L'épidémie de VIH risque de repartir dans le monde, avertit l’ONU. Elle met notamment en cause la Fédération de Russie où les nouvelles contaminations ont explosé cette année.

Kuzmafoto/epictura

« Nous tirons la sonnette d'alarme », explique Michel Sidibé. Le directeur exécutif d'ONUSIDA, le programme de l’ONU chargé de la lutte contre le VIH, s’inquiète du manque de résultats dans la bataille contre les nouvelles contaminations. D’après un rapport publié mardi dernier, leur nombre stagne, au mieux, et augmente même dans certaines régions du monde. Entre 2010 et 2015, le nombre de contaminations aurait ainsi progressé de 57 % en Europe de l’Est et en Asie Centrale. La Russie, en particulier, est pointée du doigt.

« Les atouts de la prévention ne sont pas exploités, insiste M. Sidibé. En cas de résurgence des nouvelles infections à VIH, l'épidémie deviendra impossible à maîtriser. Le monde doit immédiatement mettre en œuvre les actions requises pour mettre fin au retard pris en matière de prévention. »

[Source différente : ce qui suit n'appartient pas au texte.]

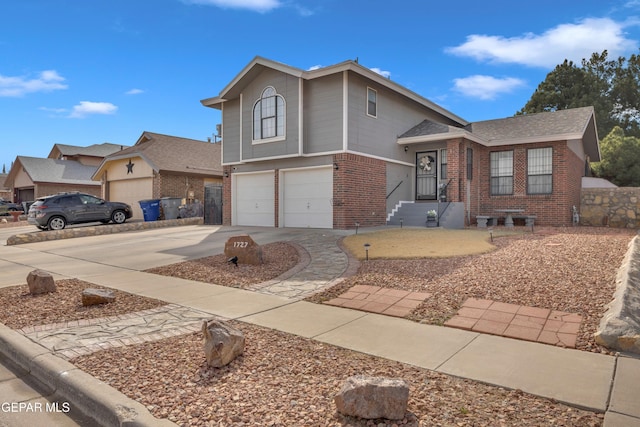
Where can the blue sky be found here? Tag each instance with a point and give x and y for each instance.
(86, 72)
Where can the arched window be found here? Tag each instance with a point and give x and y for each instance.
(268, 115)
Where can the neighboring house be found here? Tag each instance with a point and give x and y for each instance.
(342, 145)
(91, 155)
(68, 168)
(5, 190)
(160, 166)
(33, 177)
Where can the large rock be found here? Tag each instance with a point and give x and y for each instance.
(373, 397)
(245, 248)
(222, 343)
(97, 296)
(40, 282)
(620, 326)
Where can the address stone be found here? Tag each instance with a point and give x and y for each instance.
(245, 248)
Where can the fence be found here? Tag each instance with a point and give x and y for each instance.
(613, 207)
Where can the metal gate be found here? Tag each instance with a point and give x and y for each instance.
(213, 204)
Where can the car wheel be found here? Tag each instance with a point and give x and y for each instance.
(56, 223)
(118, 217)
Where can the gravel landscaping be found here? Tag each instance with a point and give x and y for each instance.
(571, 270)
(20, 308)
(284, 380)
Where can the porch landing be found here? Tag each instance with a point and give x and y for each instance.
(478, 315)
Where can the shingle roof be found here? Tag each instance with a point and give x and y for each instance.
(96, 150)
(427, 127)
(175, 154)
(57, 171)
(573, 124)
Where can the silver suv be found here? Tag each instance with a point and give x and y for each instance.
(56, 211)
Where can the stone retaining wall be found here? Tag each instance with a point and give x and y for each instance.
(68, 233)
(613, 207)
(620, 326)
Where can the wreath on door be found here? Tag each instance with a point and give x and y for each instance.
(425, 163)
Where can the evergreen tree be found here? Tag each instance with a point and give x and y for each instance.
(620, 159)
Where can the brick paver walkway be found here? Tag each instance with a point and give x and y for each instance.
(515, 321)
(376, 299)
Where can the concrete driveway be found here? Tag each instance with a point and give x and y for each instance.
(84, 257)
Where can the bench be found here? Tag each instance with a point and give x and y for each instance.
(529, 220)
(485, 220)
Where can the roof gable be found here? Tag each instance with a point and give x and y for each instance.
(258, 64)
(55, 170)
(561, 125)
(95, 150)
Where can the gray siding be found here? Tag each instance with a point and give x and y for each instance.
(395, 115)
(285, 85)
(323, 114)
(231, 122)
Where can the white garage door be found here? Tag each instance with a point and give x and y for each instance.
(254, 199)
(307, 198)
(131, 191)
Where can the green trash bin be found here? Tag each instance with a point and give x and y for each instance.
(170, 207)
(150, 209)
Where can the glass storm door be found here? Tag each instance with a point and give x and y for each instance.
(427, 175)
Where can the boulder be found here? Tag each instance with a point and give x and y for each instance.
(40, 282)
(97, 296)
(245, 248)
(620, 326)
(373, 397)
(222, 343)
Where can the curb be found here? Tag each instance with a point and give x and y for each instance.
(94, 398)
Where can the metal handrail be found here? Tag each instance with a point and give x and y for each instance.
(395, 188)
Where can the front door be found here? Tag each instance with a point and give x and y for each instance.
(427, 175)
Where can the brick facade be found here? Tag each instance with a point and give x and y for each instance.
(359, 191)
(180, 186)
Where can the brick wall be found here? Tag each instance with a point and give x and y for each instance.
(169, 185)
(359, 191)
(226, 195)
(551, 209)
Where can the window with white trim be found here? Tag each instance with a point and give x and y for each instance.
(501, 173)
(539, 170)
(443, 164)
(372, 102)
(268, 115)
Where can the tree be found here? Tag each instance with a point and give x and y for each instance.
(570, 86)
(620, 159)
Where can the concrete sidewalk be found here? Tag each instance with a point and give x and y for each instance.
(585, 380)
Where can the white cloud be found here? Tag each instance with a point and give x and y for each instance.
(385, 74)
(86, 108)
(565, 41)
(254, 5)
(486, 87)
(46, 81)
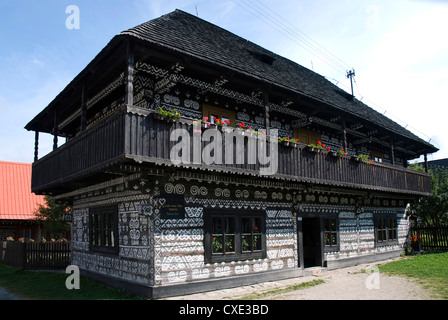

Le risque d'une propagation 

La Fédération de Russie a fait des efforts sur le traitement des personnes séropositives, mais ne fait rien – voire même recule – sur le front de la prévention. La méthadone, substitut à l’héroïne pour les toxicomanes, a été interdite, ce qui fait mécaniquement augmenter les risques de contamination. Les discriminations envers les populations à risque – homosexuels, travailleurs du sexe et leurs clients, personnes emprisonnées – font reculer les campagnes de prévention.

« Si vous ne contrôlez pas l'épidémie au sein de ces groupes, parce que vous les marginalisez, parce que vous les excluez, parce que vous les criminalisez, l’infection risque de s'étendre à l'ensemble de la population », a mis en garde M. Sidibé.

Les associations sont quant à elles accusées d’être des « agents de l’étranger ». Les autorités reprochent en effet à ces ONG leurs financements étrangers, alors qu’il leur est impossible d’en obtenir en Russie. Plus étonnant encore, les fabricants de préservatifs sont condamnés ! Soit légalement, pour d’obscures raisons d’enregistrement sanitaire, soit moralement : ils sont parfois accusés de favoriser l’épidémie en incitant les plus jeunes à avoir des relations sexuelles précoces. Un comble...

La parole préventive est réservée aux autorités religieuses, qui se contentent de prôner l’hétérosexualité, l’abstinence, le mariage et la fidélité. Résultat : plus d’un million de Russes sont séropositifs, soit presque 1 % de la population. En 2014 seulement, 90 000 nouveaux cas ont été enregistrés.

Les chiffres depuis 1980

Le rapport d’ONUSIDA rappelle aussi des chiffres qui démontrent que l’épidémie est loin de son terme : entre 2010 et 2015, presque deux millions de personnes auraient été contaminées dans le monde. Depuis le début de l’épidémie dans les années 1980, 78 millions de personnes auraient été infectées par le VIH, et 35 millions seraient décédées de maladies liées au sida.

Pour mener ce fléau à son terme, il faudrait atteindre l’objectif des 90-90-90 : 90 % des personnes infectées doivent connaître leur séropositivité, 90 % des personnes connaissant leur séropositivité doivent être sous traitement antirétroviral, et 90 % de ces dernières doivent avoir une charge virale indétectable.

 

L’Iran admet ses erreurs 

La part de transmission du VIH par voie sexuelle aurait doublé en dix ans pour passer de 15 à 30 % en Iran. La faute aux contraintes religieuses qui empêchent de parler de sexualité, estime le vice-ministre de la santé iranien, Ali Akbar Sayari.

« La transmission du sida lors de relations sexuelles est en augmentation et la population doit en être ouvertement informée si nous voulons contrôler » le phénomène, a-t-il déclaré lors d'une conférence de presse avec un dirigeant de l'Organisation mondiale de la santé (OMS), Oleg Chestnov.

Il rappelle qu’il est par exemple interdit de parler publiquement de préservatifs, même si ceux-ci sont en vente libre. La prostitution et l’homosexualité posent aussi problème.

Le ministère de la Santé iranien évalue le nombre de séropositifs à environ 32 000. D’après ONUSIDA, il serait deux à trois fois plus élevé.